おそるおそる英語で話しかけたって、振り向かれもしない。で、相席の彼に英語で話しかけてみた。

「どう呼んだら振りむいてくれるかしら?」

話しかけてみると、彼はイギリス人だった。
Vとおたがいに「いやあイギリス人には見えなかったな!」とか、えんえんと無意味に感心しあってる。

彼女はフランス人。
彼が彼女に、「君のほうがいいね、君がメニュー訳してあげてよ」って。

メニューは1枚の薄い紙に赤い文字だけが書かれて、まるで特売チラシみたい。ちっとも格式ばってないのに、書体がクラシカルで、やっぱ19世紀っぽい。

彼女は当然フランス語なまりの英語。全メニューを訳して説明くれる。でも早口で、どの行がなんだったか、彼女が言った瞬間忘れてる、もうどうとでもなれ。
彼女のメニューは見るからに田舎っぽい、チキンの丸焼きと、インゲンのソテー。
「あ、これと同じのにして」
よく見ると、肉料理の名称は英語ソックリ、たとえばポークがポルクだったり。でも魚がぜんぜん英語と違う。

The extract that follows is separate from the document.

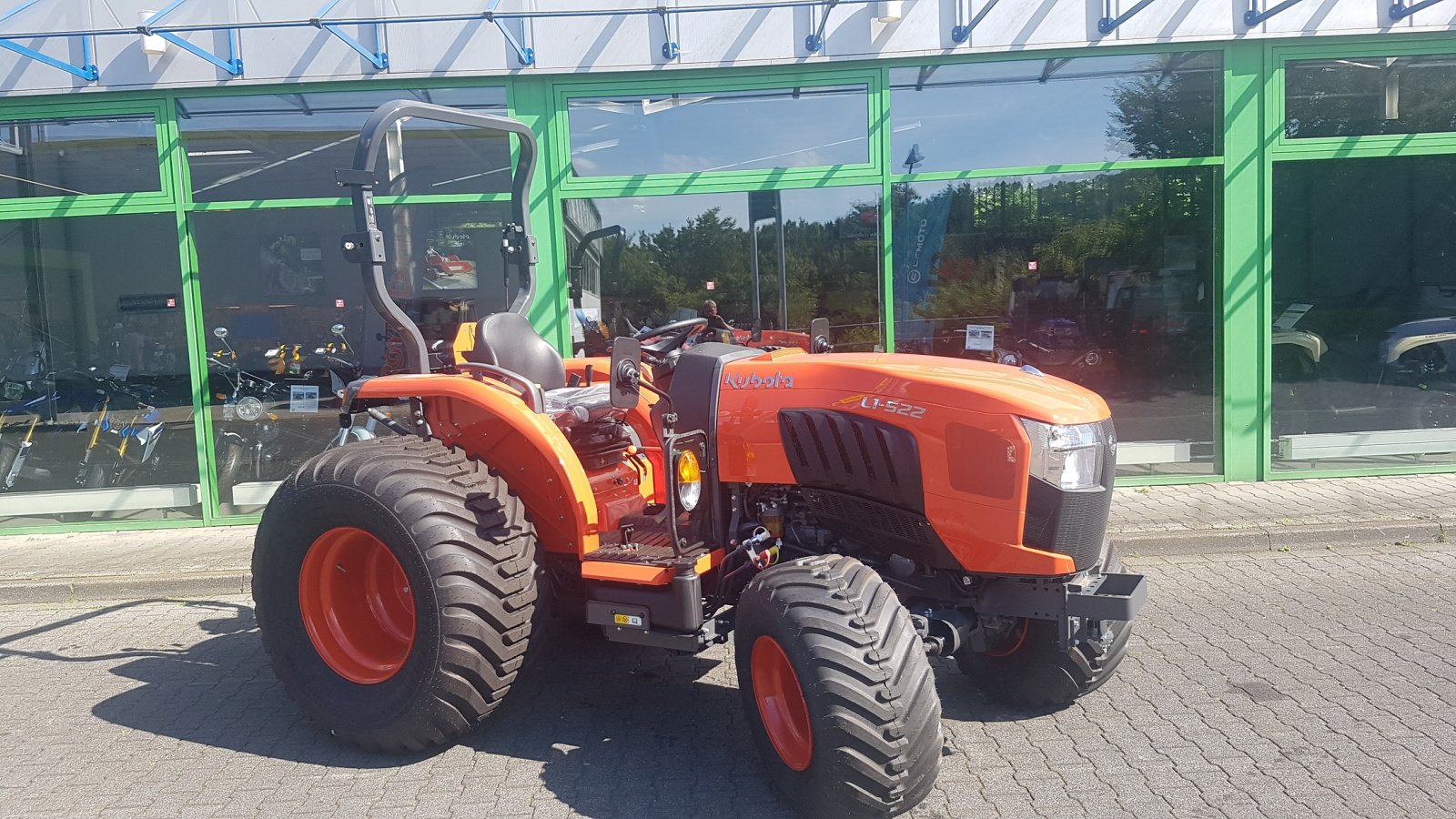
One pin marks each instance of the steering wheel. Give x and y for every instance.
(672, 336)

彼女が慣れた調子でフランス語で一声叫ぶと、あらフシギ、すぐにギャルソンが飛んでくる。注文はギャルソンが、紙のテーブルクロスに書いてく。即興芸術のような速さと、抽象画?って文字で。
隣席の彼は、Vにしきりに日本のことを聞いてくる。彼女のほうが退屈そうなので私が、

「なんでこここんなに行列してるのかな?」
と話しかけた。

「なにしろ、この価格だから!でももっとおいしいとこがあるわよ」
さっそくそのチラシっぽいメニューに店の名前を書いてくれている。やっぱり私には解読不可能な文字で。とはいえVとしゃべってる、ボーイフレンドのことが気になって仕方ないらしく、あんまり私の話しとかは、聞いてないんだけど。

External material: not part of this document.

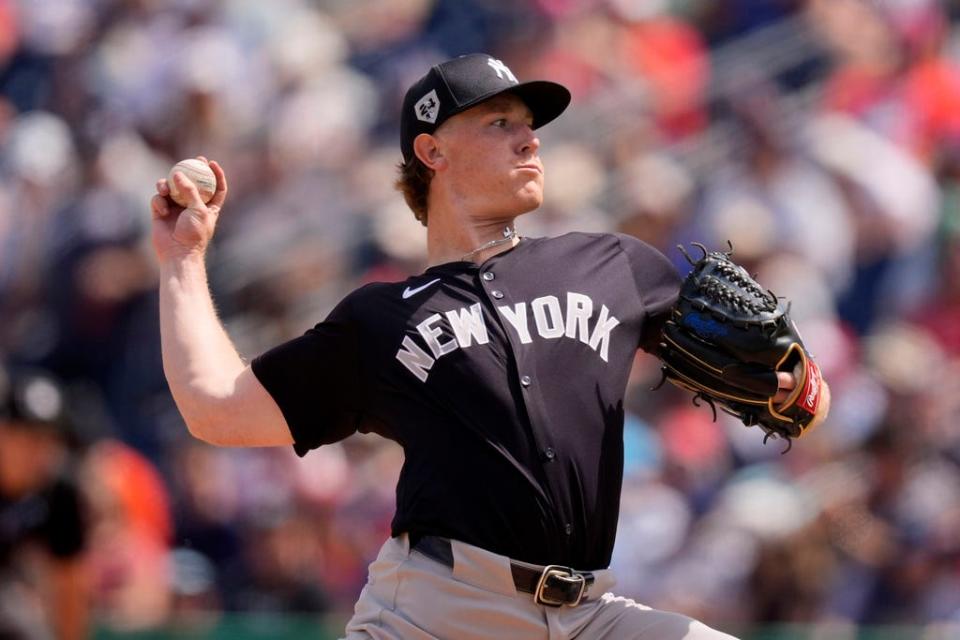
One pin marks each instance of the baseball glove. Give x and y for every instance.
(726, 339)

料理は見た目とおんなじに、なにやら素朴なイギリスっぽい味!やっぱり、なんだかんだ言っても距離が近いからか。彼女と私が薦めて、おそるおそるエスカルゴを食べるVは、すでに2皿目を食べたがってる。

イギリス人の彼はスイスで教育を受けたから、バイリンガルとのこと。
(確かスイスはフランス語も話される)
で、英仏横断トンネルを毎週通って、フランス人の彼女に会いに来る。